Bugscope Team some bugs have hairy pads that called pulvilluses that help them cling to branches
Bugscope Team their claws also can help with clinging
- Guest hello scot how are you?
Bugscope Team good! welcome aboard from Argentina!
- Teacher buenos tardes
- Bugscope Team Cate let me know that the plural of pulvillus is pulvilli
- Bugscope Team buenos tardes!
- Teacher What is a spiral?
- Bugscope Team sometimes super tiny hairs are called villi, so pulvillus is a tricky word. a villus is a tiny hair
- Guest Ok, thank you, I`ll stay here only reading what are you doing!!
- Teacher spiracle?
Bugscope Team yes this is a spiracle, which is what insects use to collect air!
- Bugscope Team there are usually two spiracles per body segment, on each side
- Bugscope Team they have a kind of filtration apparatus to keep dust out
- Bugscope Team this is a darkling beetle pupa
- Bugscope Team it is kind of not pretty
- Teacher is this specimen damaged?
Bugscope Team it looks like it was opened up where the adult came out
- Bugscope Team Cate smashed it.
Bugscope Team did not!
- Bugscope Team jk
- Bugscope Team we cannot see the eyes' pupae are kind of weird
- Teacher like nostrils!
Bugscope Team yes! they are connected to tracheae that deliver air to the inner organs
Bugscope Team and in the case of insects, the air is actually delivered directly to each cell, since they don't have a closed circulatory system
- Bugscope Team this is one of the antennae of a darkling beetle
- Bugscope Team Joe is an entomologist.
- Bugscope Team beneath the antenna we can see the beetle's compound eye, one of them
- Bugscope Team antennae usually have lots of chemosensors and chemosensory setae on them
- Teacher hexagons!
- Bugscope Team this is the moth's compound eye, up close'
- Teacher looks like a honeycomb
- Bugscope Team hexagons are a perfect shape for a sphere made of smaller spheres
- Teacher SS:do insects eat meat?
Bugscope Team some insects eat meat
- Bugscope Team dermestid beetles eat meat, and leather
- Bugscope Team moths can see colors that we cannot see
Bugscope Team yup! a lot of insects can see ultraviolet light, although they miss out on the red end of the spectrum
- Bugscope Team but lots of other insects will eat meat as well. insects do not let things go to waste
- Bugscope Team this is the tip of one of the moth's legs
- Bugscope Team you can see that the moth has claws
- Teacher no exoskeletons?
- Bugscope Team here we can also see the pads of sticky hairs that help the moth cling to vertical surfaces and even upside down
- Teacher SS: why do the moths/silkworms feel squishy?

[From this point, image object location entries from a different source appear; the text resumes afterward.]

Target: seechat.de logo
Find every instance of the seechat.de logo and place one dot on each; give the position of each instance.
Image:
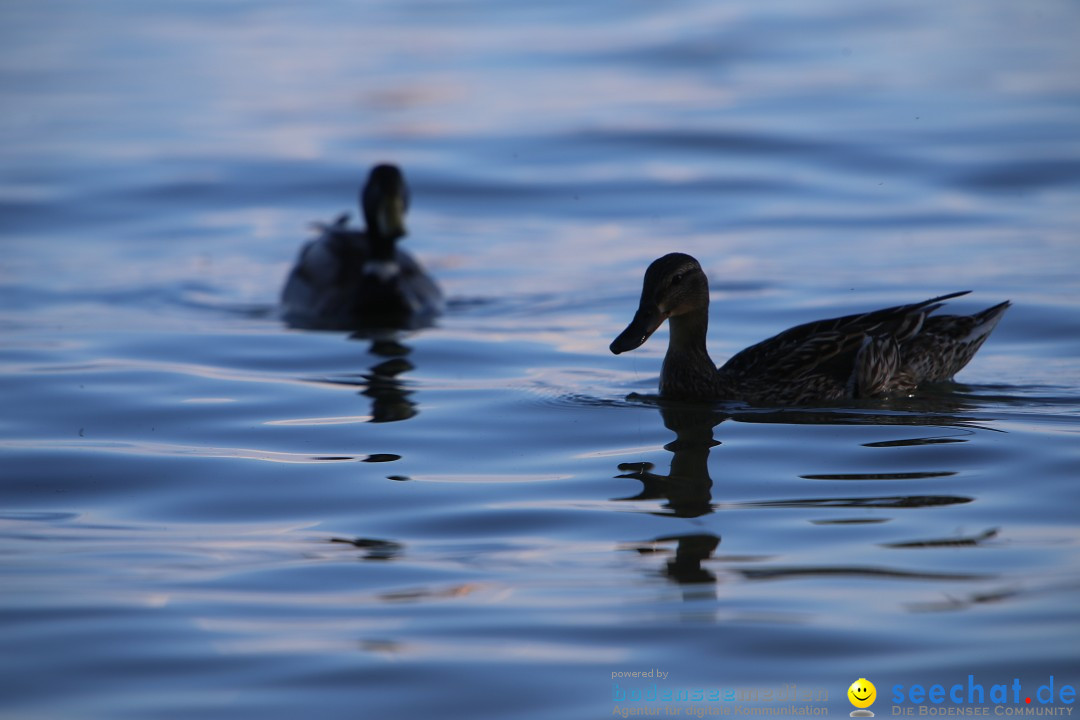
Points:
(862, 693)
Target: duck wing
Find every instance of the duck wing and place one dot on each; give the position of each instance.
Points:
(853, 354)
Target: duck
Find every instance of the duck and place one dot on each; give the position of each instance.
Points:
(349, 279)
(880, 353)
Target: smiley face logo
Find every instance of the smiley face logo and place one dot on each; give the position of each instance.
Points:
(862, 693)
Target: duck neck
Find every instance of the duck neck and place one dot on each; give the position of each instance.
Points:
(688, 371)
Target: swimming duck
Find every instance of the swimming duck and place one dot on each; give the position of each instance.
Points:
(351, 279)
(883, 352)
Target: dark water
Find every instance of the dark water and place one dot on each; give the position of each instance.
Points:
(205, 514)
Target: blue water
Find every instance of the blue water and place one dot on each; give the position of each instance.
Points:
(206, 514)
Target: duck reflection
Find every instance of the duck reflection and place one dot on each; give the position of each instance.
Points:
(686, 490)
(390, 401)
(390, 398)
(687, 487)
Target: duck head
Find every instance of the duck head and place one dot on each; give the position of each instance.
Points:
(674, 285)
(385, 201)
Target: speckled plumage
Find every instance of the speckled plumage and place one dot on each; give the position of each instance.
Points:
(879, 353)
(350, 279)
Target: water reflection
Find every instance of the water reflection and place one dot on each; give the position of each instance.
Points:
(686, 491)
(390, 398)
(687, 487)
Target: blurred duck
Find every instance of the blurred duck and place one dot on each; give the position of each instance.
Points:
(883, 352)
(348, 279)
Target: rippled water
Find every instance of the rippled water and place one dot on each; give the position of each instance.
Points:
(206, 514)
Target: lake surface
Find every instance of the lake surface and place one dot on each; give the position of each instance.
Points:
(206, 514)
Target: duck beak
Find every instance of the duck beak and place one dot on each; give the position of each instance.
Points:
(645, 323)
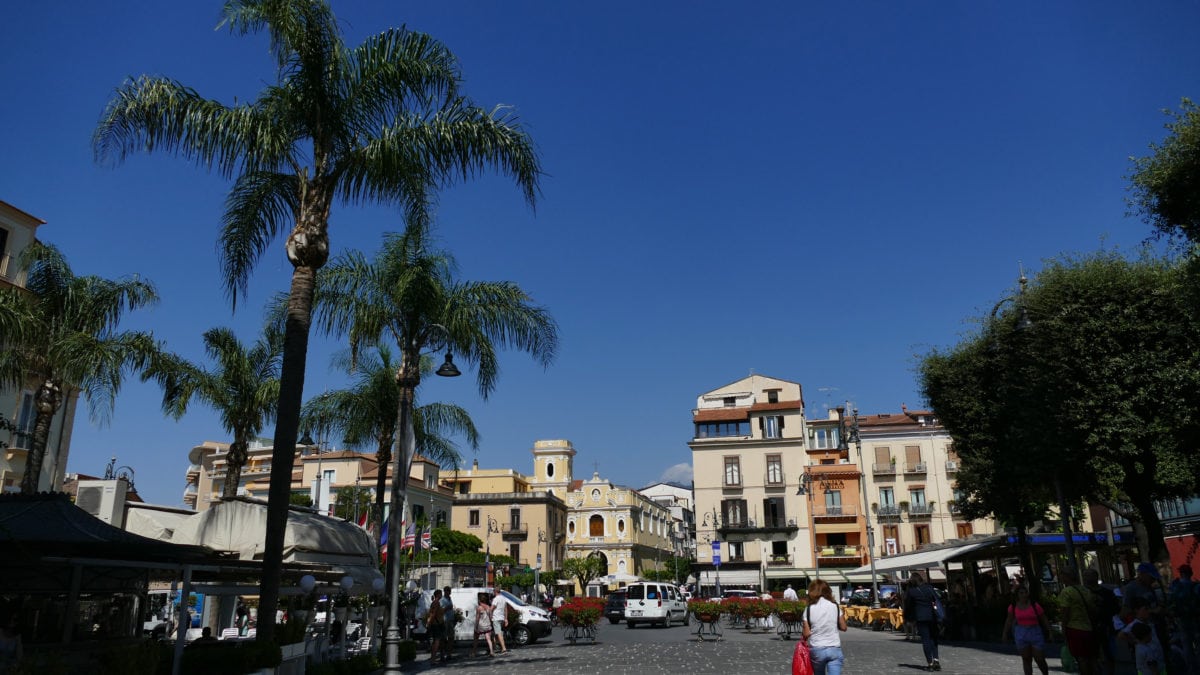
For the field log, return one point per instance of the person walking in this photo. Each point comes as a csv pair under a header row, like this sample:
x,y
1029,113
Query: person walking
x,y
921,607
450,619
1027,623
483,625
1183,601
501,620
435,626
822,621
11,647
1079,613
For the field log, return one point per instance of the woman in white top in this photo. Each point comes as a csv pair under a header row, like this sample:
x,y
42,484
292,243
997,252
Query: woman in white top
x,y
822,621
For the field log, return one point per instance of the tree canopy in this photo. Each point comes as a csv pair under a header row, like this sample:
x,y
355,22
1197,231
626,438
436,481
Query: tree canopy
x,y
1165,184
1099,388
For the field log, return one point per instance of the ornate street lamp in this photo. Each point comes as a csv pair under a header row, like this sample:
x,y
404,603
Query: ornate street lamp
x,y
407,378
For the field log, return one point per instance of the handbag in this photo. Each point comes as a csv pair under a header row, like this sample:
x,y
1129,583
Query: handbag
x,y
802,658
939,610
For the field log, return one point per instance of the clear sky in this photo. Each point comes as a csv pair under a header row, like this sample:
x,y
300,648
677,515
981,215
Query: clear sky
x,y
814,191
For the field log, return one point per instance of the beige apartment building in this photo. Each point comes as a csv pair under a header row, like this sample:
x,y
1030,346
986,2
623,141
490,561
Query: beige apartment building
x,y
911,482
787,499
555,515
511,513
18,231
317,472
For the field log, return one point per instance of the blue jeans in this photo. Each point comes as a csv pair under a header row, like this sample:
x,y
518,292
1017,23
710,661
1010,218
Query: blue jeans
x,y
827,661
928,632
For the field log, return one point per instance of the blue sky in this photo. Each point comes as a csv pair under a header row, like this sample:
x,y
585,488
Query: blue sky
x,y
820,192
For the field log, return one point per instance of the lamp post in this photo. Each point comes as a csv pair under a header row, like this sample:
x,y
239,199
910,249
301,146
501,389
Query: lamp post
x,y
1065,513
807,489
862,489
407,378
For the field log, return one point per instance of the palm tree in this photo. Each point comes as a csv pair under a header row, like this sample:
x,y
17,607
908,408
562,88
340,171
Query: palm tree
x,y
66,339
366,413
244,388
381,123
408,294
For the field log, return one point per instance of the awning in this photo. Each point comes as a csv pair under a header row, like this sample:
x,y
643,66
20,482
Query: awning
x,y
731,578
923,559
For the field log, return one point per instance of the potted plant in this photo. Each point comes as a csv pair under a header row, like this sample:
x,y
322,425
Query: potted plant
x,y
706,611
790,610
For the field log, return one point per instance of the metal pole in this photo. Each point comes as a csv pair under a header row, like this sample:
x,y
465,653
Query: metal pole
x,y
867,514
391,638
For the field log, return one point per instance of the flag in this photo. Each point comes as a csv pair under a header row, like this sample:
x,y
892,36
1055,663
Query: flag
x,y
409,537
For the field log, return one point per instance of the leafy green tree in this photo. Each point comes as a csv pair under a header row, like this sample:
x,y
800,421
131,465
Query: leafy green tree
x,y
1099,392
352,502
409,293
1165,184
365,414
65,338
583,569
243,388
379,123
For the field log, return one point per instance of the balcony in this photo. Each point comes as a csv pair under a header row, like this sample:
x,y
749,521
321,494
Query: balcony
x,y
888,512
840,555
921,511
753,526
841,512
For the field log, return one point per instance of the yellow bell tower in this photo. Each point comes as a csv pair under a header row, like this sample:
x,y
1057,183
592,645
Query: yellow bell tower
x,y
553,466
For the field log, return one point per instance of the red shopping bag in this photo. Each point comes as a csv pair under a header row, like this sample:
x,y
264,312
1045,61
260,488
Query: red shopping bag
x,y
802,661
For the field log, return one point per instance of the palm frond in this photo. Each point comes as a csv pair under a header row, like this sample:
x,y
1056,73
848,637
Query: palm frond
x,y
258,208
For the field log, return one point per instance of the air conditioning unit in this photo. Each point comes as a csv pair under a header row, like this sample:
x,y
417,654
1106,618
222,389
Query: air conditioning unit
x,y
103,499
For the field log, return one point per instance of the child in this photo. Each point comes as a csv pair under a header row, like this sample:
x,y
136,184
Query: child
x,y
1149,653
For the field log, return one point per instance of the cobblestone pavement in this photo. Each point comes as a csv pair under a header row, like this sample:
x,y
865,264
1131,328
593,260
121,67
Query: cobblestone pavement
x,y
678,651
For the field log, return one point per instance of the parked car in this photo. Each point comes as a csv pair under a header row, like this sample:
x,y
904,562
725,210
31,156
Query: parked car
x,y
615,608
651,602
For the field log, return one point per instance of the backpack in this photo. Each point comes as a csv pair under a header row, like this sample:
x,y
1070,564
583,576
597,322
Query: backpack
x,y
1183,598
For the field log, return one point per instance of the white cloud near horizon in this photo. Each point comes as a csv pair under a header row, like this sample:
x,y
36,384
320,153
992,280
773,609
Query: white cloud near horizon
x,y
678,473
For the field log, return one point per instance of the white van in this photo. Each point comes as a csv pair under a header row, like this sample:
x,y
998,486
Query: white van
x,y
651,602
534,621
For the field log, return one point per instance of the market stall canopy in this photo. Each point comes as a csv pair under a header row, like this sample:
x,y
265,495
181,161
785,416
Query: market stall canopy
x,y
238,525
924,559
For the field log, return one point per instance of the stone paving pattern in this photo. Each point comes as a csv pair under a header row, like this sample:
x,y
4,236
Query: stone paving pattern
x,y
677,651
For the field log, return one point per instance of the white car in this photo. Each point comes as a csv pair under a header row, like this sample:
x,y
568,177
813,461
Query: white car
x,y
649,602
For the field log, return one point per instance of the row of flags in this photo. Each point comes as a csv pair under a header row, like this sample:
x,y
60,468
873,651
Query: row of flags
x,y
407,543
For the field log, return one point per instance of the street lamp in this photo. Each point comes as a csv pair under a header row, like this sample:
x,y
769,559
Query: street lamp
x,y
1065,512
717,550
862,489
807,489
408,377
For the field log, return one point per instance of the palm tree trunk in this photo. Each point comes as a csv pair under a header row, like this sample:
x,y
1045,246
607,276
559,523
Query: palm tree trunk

Bugscope Team they have an exoskeleton but it is soft so they can grow
- Bugscope Team moths are not so squishy but they are covered with fine scales that protect them from getting caught in spider webs
- Teacher that bugs me...
Bugscope Team haha
- Bugscope Team we are not sure what these tiny crystals are from
- Teacher thank you for your time Joseph, Cate and Scott
- Teacher we need to go home :(
- Bugscope Team thanks for joining us today!
- Bugscope Team Thank You for connecting with us today!
- Bugscope Team animal fibers oops
- Bugscope Team I had it backwards
- Bugscope Team they like the plant fibers that are in clothes. Cotton is part of a plant
Bugscope Team if you get holes in cotton clothes, it's more likely dermestids (carpet beetles)
- Bugscope Team eww
- Bugscope Team not a big fan of dermestids
- Bugscope Team haha yea...they get into everything
- Bugscope Team so hard to get rid of
- Bugscope Team Facundo please let us know if you would like to drive a bit when Ms. Uhlig is done.
- Guest no thanks may be in a next session!!